Jung's firm stand on dreams as windows to the inner self and how they throw light on life events definitely makes the reader think twice about his or her dreams. He writes of several instances where his dreams spoke of realities in life more than his own observations. However, for the average man, the perplexity hangs in how to interpret dreams correctly, dreams have such varieties of interpretations.

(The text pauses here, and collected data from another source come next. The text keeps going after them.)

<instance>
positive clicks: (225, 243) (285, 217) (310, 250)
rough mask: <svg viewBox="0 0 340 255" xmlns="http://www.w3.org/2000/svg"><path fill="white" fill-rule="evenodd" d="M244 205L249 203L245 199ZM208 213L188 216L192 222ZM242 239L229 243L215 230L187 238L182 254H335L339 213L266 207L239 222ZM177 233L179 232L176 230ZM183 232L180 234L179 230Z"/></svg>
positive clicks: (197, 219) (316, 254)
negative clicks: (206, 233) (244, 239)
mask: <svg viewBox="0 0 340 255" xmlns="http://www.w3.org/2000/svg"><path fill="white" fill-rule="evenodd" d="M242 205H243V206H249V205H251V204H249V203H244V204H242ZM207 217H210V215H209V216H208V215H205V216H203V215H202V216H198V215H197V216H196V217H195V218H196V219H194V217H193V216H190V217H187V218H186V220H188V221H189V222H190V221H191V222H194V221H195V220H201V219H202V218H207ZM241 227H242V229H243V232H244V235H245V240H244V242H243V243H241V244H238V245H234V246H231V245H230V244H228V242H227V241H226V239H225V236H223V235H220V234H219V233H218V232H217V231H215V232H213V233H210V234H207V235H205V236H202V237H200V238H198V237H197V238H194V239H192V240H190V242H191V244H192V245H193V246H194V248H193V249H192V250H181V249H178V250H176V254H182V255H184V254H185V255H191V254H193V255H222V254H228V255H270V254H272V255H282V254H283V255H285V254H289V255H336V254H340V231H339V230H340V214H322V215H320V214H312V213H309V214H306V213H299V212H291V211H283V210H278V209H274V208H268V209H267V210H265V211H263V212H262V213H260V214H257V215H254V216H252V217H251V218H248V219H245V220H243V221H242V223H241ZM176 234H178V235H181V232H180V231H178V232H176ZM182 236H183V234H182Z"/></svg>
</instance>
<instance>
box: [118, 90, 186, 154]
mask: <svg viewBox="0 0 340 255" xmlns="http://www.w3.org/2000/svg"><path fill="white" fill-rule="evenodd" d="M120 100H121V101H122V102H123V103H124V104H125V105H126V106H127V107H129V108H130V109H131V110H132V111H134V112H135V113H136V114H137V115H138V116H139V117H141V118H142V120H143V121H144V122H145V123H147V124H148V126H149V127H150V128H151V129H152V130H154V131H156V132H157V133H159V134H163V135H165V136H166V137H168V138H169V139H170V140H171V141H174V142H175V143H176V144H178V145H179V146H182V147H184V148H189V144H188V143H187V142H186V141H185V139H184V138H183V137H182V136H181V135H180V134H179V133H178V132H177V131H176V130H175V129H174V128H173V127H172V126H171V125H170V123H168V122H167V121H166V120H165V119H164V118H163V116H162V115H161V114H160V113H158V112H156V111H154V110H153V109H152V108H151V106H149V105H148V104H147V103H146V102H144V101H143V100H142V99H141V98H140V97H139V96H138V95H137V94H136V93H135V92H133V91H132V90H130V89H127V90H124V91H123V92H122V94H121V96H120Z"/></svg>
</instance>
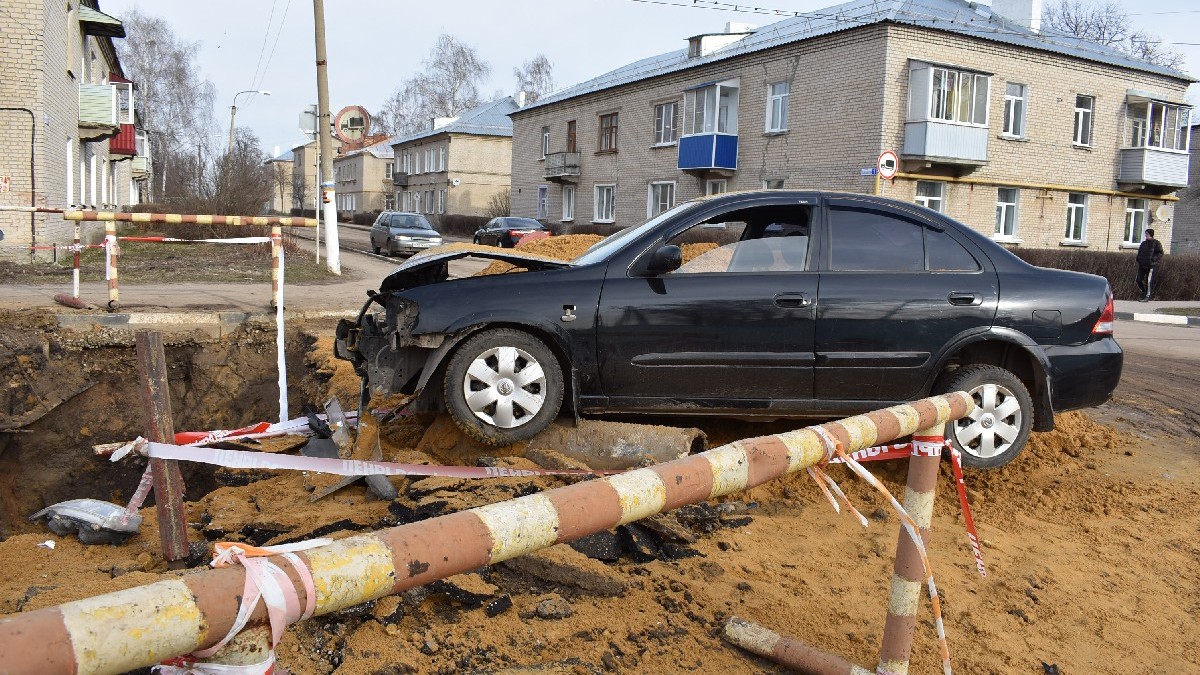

Throughout the whole book we are brought to the call for awakening of the unconscious. We wake up with a bigger jolt when he writes,“Your visions will become clear only when you can look into your own heart. Who looks outside, dreams; who looks inside, awakes”. There remains no doubt that indeed we need to understand our own selves first and then relate or judge others. If we learned to recognize the inner self and all that can lead us to harmony in life, to the infinite, perhaps the restless world would find some solace of its own. Although I took up “Memories, Dreams, Reflections” in winter, but I know that I will be reading it through other seasons too. If you have not been into reading psychology yet, just take this book and see how hooked you get to reading more of Jung.
Tulip Chowdhury writes from Massachusetts, USA.